What is Hindsight Bias?

I’m sure we all heard of the latest internet drama where a member of the group known as the Try Guys cheated on his wife. So while I was catching up on all the drama on reddit and twitter, I kept noticing a bunch of comments that essentially said the same thing, that being “I knew it all along”. This along with clips of older videos being seen in a new light made me start thinking about what this says about humanity. In the past, I have heard about hindsight bias and this event made me want to look deeper into what causes it and what its consequences are.

Hindsight bias is the psychological phenomenon in which a person convinces themselves that there were many signs which made this event predictable much before it actually happened. Basically this is the bias that causes people to say “I knew it all along”. In this blog post, I will discuss the causes and consequences of hindsight bias as laid out by Neal J. Roese and Kathleen D. Vohs.

Causes of Hindsight Bias

  • Recollection - when people retrieve earlier information, they often distort what they know now with what they actually knew in the past.

  • Knowledge updating – the mixture of new and old information to create a reality that fits your brain’s conceptual view of the world.

  • Sense making – The desire to create a clean cut narrative (beginning, middle, end) out of a situation to make the ending seem more predictable.
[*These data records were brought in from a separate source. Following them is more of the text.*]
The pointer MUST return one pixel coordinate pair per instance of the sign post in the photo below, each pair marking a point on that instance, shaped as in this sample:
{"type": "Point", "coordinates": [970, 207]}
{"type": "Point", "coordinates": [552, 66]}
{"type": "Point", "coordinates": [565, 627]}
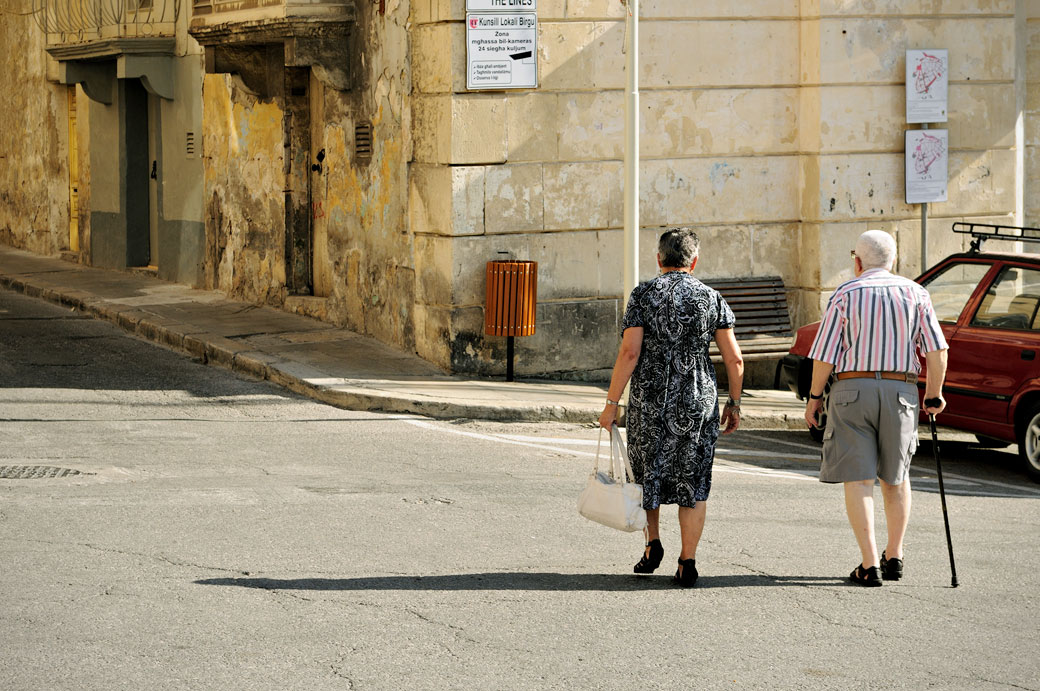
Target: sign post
{"type": "Point", "coordinates": [927, 153]}
{"type": "Point", "coordinates": [501, 44]}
  • Metacognition – when the new information is easy to process in a way that makes sense, it makes it feel more natural, inevitable and easy to accept

  • Need for closure – The human desire for control or closure leads to justifications for events being the way they are.

  • Self esteem – the desire to be right about a situation and the satisfaction of telling someone “I told you so.”

Consequences of Hindsight Bias

  • Myopia – leads to close mindedness. The desire for an explanation leads to not considering all the options or reasons for an outcome.

  • Overconfidence – nothing is more satisfying than telling someone “I told you so”. This comes from the false superiority you feel after being right about uncertain events, despite having no proof prior to the events transpiring.


Roese, & Vohs, K. D. (2012). Hindsight Bias. Perspectives on Psychological Science, 7(5), 411–426.